Yes, this approach may secure sporadic pieces of press coverage when a journalist is writing about a particular market or pulling together a listicle about a category of tech startups ‘to watch out for’. But this strategy will certainly limit the exposure a brand gets, with journalists not wanting to write a promotional piece profiling one or more businesses.

With new startups emerging in such numbers and many of them boasting innovative new products or services, it is important to build a more PR comprehensive strategy to get the business’ name out there. Commenting on prominent industry trends, pertinent issues affecting your customer base and offering more general insight into the entrepreneurial story behind the business – the ‘warts and all’ version, as they say – will enhance your chances of securing column inches in national and trade press.

2. Offer context for your business, not just rhetoric

It’s very well shouting publicly about the quality of a new product – who, what, when and how. But it is equally important to spend time talking about why; why have you created this product, what were the problems that existed before and why should it matter to people.

This requires a tech startup to speak with national and trade press about broader issues beyond their own USPs. As well as broadening the scope for potential articles to feature in – either self-authored or commenting within a journalist’s piece – it also offers much-needed context and background to the business.

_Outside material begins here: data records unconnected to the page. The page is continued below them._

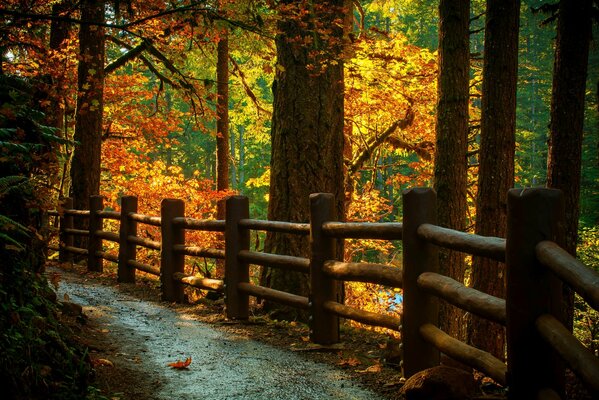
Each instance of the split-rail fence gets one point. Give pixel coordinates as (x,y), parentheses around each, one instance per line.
(538,345)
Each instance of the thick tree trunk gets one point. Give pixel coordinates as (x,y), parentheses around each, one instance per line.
(496,159)
(307,128)
(222,128)
(452,142)
(85,170)
(567,116)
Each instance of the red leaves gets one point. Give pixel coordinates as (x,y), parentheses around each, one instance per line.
(180,364)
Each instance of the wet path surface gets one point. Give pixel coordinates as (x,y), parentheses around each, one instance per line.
(224,366)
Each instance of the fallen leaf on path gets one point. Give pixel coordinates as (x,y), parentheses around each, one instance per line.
(102,362)
(180,364)
(372,368)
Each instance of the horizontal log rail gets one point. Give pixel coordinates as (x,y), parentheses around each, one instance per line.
(146,219)
(381,274)
(285,298)
(197,251)
(77,232)
(484,246)
(75,250)
(199,224)
(478,359)
(275,226)
(288,263)
(364,230)
(362,316)
(109,214)
(580,359)
(582,279)
(150,269)
(143,242)
(548,394)
(216,285)
(472,300)
(79,213)
(107,256)
(110,236)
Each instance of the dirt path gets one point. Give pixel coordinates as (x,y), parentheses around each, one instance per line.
(140,338)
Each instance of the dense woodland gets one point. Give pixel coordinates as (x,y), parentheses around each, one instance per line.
(275,100)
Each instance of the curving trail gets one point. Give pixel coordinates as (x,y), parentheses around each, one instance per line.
(224,366)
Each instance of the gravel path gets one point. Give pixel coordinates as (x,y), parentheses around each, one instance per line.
(224,366)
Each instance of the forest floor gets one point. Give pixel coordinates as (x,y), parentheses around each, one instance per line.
(119,352)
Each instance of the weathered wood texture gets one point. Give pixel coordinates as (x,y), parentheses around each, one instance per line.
(143,242)
(364,230)
(171,261)
(288,299)
(76,232)
(146,219)
(535,215)
(324,327)
(478,359)
(94,263)
(127,250)
(275,226)
(114,215)
(484,246)
(580,359)
(419,307)
(581,278)
(276,261)
(365,317)
(216,285)
(482,304)
(381,274)
(150,269)
(66,222)
(236,272)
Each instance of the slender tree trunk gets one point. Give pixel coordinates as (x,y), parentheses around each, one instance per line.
(567,116)
(85,171)
(307,128)
(496,158)
(452,141)
(222,128)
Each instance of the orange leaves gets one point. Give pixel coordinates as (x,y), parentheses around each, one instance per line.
(180,364)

When devising a more holistic PR strategy that addresses such questions, it is advisable to use both quantitative and qualitative insights. That is to say, it is better to have insightful facts and figures – ideally ones gathered by the startups itself rather than widely available – to support a CEO’s own thoughts. Doing so will bolster communications significantly, turning what could be dismissed as rhetoric into solid context for the business and its offering.

3. Stay active

One of the most common issues we see among startups is the assumption that they only ought to focus on PR at key times for the business: a launch or a funding round, most notably. It is understandable and, when working with an external agency, can often be dictated by budgets. But as much as possible it is advisable to view PR as an ongoing part of the business’ growth strategy.

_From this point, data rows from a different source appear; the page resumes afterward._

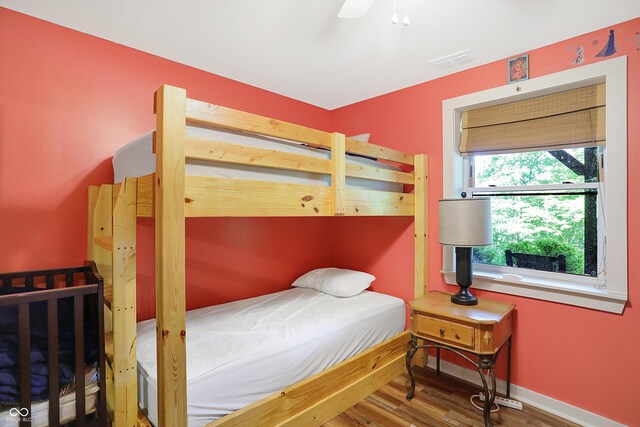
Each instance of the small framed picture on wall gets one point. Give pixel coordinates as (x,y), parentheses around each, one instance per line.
(519,69)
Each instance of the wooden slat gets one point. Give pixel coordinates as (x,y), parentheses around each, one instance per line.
(373,203)
(206,196)
(324,395)
(378,174)
(24,351)
(372,150)
(202,113)
(123,305)
(420,224)
(78,349)
(170,256)
(338,178)
(110,395)
(144,198)
(101,227)
(54,381)
(206,149)
(210,150)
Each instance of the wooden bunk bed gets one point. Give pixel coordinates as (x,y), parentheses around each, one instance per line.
(170,195)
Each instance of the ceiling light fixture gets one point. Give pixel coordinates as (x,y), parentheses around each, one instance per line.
(394,18)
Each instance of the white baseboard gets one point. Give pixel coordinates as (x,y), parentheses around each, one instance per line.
(528,397)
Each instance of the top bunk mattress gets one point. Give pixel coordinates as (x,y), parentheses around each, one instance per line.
(137,159)
(243,351)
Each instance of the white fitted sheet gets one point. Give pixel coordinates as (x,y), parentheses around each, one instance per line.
(243,351)
(137,159)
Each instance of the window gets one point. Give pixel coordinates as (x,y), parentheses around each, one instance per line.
(544,209)
(558,204)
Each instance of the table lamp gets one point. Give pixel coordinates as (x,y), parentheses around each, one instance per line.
(465,223)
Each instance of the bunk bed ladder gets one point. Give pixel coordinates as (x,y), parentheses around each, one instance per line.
(112,245)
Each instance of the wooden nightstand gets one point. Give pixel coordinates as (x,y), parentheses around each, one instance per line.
(480,329)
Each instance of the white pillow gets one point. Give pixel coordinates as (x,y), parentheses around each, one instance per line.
(335,281)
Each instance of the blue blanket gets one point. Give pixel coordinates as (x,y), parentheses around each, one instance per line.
(39,355)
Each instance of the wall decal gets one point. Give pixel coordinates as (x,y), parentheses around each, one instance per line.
(579,59)
(610,48)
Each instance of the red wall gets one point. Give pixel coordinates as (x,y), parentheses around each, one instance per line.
(67,102)
(579,356)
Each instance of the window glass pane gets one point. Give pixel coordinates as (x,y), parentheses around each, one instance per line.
(539,228)
(537,167)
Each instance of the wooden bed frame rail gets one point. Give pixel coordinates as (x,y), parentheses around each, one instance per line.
(170,196)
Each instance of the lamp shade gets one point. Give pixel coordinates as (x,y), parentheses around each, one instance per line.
(465,222)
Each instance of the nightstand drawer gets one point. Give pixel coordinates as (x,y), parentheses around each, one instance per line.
(443,331)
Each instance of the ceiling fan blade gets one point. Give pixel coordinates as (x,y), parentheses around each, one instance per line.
(354,8)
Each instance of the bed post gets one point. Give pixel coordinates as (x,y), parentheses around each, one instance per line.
(421,224)
(170,104)
(338,178)
(123,305)
(112,245)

Factoring in the first two points outlined above, a PR strategy ought to bring together elements that promote the business with more far-reaching elements that build the tech startup’s name within the larger market or industry. To enable this holistic strategy to translate into regular press coverage, it must be continued in the long-term.

Journalists must recognise that the business – or its leadership team – is available for comment or interview whenever they may require it. Furthermore, when press coverage goes live, the business must be ready to capitalise on this exposure by engaging with more journalists. This enables a startup’s name to become known and for a solid pipeline of press coverage to be developed.

Flipping the switch on and off not only makes it harder to get positive responses from journalists in those small windows of time, but this approach will also mean that a tech startup only ever secures short bursts of coverage. Whether the business is looking to attract the attention of consumers, investors or other businesses, consistent and on-going PR is a far more effective and powerful path to success.